Daniel King, Shawn Denbow

Growing Hypervisor 0day with Hyperseed

Abstract

Virtualization technology is progressively becoming the authority on which platform security is built and clouds are secured. Hyper-V, Microsoft's virtualization stack, is the backbone to Azure and held to a high security standard. Microsoft offers a bug bounty program with rewards up to $250,000 USD for vulnerabilities in Hyper-V. The hypervisor provides a calling mechanism for guests referred to as hypercalls. Not only could hypercalls offer an avenue for VM escapes, but with the introduction of virtualization-based security (VBS) hypercalls may be abused to bypass Virtual Secure Mode (VSM). In this presentation, we'll discuss our research into developing Hyperseed, our format-aware hypercall fuzzer. We'll dive into the hypercall interface detailing the classes of hypercalls Hyper-V supports, the design of hyperseed, and culminate with details on vulnerabilities we found in hypercall handlers.

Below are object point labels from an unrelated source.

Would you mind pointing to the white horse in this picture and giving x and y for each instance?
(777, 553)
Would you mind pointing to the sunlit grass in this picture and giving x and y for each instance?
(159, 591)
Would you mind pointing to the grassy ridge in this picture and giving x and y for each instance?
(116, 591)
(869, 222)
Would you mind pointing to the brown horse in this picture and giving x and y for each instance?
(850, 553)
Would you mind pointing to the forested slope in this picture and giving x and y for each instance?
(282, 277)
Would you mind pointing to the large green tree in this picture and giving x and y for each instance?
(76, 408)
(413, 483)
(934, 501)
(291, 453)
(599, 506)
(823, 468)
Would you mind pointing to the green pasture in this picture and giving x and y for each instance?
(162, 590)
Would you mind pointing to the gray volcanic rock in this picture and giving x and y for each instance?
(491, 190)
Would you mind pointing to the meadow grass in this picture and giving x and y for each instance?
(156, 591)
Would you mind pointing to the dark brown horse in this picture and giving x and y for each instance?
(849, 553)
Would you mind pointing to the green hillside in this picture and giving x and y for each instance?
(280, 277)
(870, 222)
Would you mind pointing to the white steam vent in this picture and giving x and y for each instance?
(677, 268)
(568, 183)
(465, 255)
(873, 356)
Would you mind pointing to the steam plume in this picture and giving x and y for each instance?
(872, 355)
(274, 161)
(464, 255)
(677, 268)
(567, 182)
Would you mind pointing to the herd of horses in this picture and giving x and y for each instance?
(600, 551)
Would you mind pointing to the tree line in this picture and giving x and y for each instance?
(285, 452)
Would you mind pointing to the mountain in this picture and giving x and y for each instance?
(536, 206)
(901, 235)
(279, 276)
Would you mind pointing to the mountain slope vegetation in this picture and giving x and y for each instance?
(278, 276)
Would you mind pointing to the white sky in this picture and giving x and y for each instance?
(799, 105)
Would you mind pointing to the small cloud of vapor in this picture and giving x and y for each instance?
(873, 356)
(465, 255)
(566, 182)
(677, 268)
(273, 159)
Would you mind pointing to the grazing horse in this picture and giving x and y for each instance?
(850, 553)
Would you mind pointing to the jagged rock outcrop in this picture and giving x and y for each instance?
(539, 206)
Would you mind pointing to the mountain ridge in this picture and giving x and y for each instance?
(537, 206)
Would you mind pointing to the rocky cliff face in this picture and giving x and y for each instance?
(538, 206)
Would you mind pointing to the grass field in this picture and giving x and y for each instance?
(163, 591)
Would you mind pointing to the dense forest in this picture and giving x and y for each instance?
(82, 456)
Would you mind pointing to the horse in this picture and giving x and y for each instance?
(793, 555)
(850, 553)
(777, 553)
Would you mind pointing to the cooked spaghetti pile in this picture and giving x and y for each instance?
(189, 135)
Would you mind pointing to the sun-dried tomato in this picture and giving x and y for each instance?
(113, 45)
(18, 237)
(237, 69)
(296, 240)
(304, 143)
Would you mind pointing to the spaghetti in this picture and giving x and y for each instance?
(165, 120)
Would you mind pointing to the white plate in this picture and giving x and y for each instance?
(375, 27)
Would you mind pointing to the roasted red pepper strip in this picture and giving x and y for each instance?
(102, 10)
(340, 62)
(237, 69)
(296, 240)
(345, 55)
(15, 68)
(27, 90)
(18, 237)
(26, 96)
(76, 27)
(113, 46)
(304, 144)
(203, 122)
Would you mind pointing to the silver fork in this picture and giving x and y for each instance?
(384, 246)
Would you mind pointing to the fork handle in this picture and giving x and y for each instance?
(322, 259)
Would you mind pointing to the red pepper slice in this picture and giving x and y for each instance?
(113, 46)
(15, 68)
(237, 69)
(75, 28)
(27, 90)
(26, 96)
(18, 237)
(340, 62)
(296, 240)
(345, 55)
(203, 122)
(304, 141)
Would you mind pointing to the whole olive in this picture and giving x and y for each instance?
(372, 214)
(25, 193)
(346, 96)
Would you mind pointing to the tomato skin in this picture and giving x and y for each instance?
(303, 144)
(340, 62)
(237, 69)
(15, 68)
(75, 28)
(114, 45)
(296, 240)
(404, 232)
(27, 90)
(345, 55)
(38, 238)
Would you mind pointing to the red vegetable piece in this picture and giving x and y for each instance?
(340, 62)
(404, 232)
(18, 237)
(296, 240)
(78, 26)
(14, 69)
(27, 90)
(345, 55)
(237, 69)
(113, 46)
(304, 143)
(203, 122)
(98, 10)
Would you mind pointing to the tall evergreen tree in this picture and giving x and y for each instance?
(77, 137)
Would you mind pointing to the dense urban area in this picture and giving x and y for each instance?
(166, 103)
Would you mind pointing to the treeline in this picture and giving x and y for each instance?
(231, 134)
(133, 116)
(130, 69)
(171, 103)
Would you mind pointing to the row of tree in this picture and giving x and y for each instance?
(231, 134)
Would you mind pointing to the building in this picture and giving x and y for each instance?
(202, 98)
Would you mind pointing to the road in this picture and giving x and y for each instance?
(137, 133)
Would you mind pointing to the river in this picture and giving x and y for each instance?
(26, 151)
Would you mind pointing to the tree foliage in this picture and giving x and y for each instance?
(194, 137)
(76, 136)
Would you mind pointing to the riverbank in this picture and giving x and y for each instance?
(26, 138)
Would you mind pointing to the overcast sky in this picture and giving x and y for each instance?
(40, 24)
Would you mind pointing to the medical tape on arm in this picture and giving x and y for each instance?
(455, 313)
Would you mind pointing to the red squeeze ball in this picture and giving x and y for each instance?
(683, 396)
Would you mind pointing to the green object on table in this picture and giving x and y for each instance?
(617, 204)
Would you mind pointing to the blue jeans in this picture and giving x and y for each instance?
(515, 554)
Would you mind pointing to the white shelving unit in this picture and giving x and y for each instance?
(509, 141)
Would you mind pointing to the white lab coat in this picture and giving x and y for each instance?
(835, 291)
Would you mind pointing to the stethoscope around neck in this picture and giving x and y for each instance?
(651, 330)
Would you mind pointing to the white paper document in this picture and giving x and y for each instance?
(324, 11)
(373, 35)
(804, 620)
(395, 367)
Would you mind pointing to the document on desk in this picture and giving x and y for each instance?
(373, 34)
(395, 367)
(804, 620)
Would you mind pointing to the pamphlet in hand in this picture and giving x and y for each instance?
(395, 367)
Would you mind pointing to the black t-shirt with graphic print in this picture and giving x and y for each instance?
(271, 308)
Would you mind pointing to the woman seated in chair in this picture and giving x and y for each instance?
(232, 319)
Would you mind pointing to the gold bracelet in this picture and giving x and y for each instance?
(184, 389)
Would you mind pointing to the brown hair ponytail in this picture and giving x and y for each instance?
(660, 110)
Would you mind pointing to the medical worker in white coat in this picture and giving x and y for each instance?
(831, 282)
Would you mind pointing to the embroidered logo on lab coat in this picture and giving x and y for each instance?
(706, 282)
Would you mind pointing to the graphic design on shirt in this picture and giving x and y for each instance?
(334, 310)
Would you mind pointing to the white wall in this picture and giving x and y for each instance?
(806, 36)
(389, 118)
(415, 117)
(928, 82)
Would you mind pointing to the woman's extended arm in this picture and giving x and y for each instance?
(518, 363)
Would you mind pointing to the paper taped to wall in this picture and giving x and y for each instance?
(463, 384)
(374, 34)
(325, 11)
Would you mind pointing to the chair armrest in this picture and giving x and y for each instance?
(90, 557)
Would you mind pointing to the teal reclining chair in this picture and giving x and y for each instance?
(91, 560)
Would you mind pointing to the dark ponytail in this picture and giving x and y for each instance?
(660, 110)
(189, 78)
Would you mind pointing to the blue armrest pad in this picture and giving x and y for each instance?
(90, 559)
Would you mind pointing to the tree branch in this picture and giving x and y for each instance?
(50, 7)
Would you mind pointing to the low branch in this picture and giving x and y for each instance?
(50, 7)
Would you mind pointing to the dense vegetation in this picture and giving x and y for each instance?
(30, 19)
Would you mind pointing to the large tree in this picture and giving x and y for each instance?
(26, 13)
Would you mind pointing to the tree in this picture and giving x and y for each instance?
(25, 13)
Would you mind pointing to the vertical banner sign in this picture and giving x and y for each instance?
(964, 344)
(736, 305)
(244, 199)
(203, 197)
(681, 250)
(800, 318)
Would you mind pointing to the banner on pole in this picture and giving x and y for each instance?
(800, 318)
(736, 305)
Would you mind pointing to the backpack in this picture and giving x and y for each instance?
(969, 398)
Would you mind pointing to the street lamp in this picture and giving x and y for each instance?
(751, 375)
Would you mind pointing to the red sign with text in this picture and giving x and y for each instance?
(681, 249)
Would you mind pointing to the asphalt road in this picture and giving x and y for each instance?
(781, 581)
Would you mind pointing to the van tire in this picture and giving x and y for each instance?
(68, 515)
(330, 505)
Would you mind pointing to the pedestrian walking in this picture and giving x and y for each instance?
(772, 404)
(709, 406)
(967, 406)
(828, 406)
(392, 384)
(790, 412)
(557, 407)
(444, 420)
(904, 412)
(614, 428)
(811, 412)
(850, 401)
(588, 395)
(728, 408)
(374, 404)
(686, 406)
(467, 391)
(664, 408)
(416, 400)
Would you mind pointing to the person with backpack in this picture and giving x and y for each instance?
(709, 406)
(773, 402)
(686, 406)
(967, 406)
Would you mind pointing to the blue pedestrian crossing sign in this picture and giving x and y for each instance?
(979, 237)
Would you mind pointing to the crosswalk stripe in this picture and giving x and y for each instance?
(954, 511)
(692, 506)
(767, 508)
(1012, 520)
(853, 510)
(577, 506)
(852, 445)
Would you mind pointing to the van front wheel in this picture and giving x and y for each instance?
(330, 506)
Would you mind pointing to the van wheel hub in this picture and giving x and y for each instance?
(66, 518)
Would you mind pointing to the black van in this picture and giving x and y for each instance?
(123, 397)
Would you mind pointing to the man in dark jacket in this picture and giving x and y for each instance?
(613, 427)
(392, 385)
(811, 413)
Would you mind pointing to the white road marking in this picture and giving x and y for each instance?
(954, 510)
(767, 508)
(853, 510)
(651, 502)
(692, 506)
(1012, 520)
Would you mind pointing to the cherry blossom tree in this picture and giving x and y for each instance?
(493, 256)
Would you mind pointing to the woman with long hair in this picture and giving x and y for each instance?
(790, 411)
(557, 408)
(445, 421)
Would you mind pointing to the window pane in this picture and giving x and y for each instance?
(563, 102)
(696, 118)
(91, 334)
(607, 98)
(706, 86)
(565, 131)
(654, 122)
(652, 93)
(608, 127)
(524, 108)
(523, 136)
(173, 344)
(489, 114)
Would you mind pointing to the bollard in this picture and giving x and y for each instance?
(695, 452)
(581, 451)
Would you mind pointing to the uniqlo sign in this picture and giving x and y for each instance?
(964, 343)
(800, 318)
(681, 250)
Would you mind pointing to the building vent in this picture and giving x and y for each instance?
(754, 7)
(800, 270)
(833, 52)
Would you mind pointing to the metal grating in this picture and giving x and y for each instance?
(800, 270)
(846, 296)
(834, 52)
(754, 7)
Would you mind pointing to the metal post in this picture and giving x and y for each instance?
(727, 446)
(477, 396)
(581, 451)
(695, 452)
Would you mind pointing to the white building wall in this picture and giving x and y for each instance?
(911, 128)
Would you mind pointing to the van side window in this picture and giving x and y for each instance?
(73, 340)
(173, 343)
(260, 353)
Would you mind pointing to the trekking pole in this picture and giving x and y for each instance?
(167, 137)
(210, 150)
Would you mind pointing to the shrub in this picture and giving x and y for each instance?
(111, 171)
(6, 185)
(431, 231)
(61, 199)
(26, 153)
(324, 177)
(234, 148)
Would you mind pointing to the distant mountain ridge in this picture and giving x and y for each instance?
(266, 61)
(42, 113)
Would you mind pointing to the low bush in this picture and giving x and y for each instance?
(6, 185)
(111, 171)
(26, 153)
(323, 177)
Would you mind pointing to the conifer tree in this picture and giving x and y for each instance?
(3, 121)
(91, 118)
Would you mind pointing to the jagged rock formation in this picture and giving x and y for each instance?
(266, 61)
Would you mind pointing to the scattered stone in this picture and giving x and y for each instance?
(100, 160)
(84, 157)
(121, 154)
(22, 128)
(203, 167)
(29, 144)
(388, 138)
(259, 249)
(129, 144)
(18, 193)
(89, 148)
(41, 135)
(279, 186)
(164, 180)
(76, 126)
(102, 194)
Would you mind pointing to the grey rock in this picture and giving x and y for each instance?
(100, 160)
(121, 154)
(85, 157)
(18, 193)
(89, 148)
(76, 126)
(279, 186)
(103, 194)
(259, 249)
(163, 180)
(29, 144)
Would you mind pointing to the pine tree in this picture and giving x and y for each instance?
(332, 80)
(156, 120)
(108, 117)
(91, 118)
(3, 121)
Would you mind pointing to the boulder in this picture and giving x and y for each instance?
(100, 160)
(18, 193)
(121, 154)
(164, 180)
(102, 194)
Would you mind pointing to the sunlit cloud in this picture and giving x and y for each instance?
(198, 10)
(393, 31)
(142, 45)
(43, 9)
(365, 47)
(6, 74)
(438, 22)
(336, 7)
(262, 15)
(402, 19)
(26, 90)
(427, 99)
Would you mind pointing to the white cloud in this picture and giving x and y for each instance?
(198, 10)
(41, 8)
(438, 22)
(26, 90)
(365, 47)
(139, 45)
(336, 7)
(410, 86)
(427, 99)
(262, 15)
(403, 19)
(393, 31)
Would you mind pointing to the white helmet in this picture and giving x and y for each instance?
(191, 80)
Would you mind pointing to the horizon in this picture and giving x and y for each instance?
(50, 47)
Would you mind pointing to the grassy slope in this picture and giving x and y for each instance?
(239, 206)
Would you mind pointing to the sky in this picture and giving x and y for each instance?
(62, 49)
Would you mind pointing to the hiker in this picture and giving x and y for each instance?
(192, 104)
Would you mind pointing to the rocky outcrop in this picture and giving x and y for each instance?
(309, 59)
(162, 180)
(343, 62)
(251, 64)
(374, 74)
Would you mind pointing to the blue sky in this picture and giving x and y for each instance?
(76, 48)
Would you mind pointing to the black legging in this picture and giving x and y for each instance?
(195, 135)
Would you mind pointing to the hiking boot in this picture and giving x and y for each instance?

In this talk we will briefly cover Hyper-V architecture and its attack surface to set the stage for the audience. Since this topic has been covered many times (i.e. A Dive in to Hyper-V architecture & Vulnerabilities by Joe Bialek & Nicolas Joly @ Blackhat 2018), we won’t spend for than 10 minutes on architecture. We’ll then cover our motivation for fuzzing hypercalls. Next we’ll dive into the hypercall interface. This will be a deep dive covering the technical details on establishing the hypercall interface, classes of hypercalls, inputs/outputs, restrictions, etc. We will then jump into the design of hyperseed, our format-aware fuzzer. This portion will cover everything from our mutation stack to “access checks” such as identity / privileges. We’ll discuss the difference between fuzzing from a guest partition vs. the root partition and some of issues we encountered. Finally, we’ll go over the details of vulnerabilities we found with hyperseed. This will include CVE-2018-8439 which is a guest->host RCE. We expect to be able to present on one guest->hypervisor DoS that is currently in-process of being serviced (expected in December).

BIO

Daniel (@long123king) is now MSRC Senior Security Engineer, he does hypervisor and kernel pen-test mainly by fuzzing, he invents small wheels related to security. Before Microsoft, he has served Tencent Keen Lab and Trend Micro, he has been in security industry for 6+ years. He won Pwn2Own 2016 Edge project, which made him member of “Master of Pwn”; He won MSRC Nano Server Bounty; He spoke at ZeroNights/Ruxcon/CodeBlue.

Shawn Denbow is a security engineer in Microsoft's Virtualization Security Team. His main interests are application security, reverse engineering and virtualization security. Before joining Microsoft, Shawn spent 4 years in the U.S. Air Force conducting cyber operations.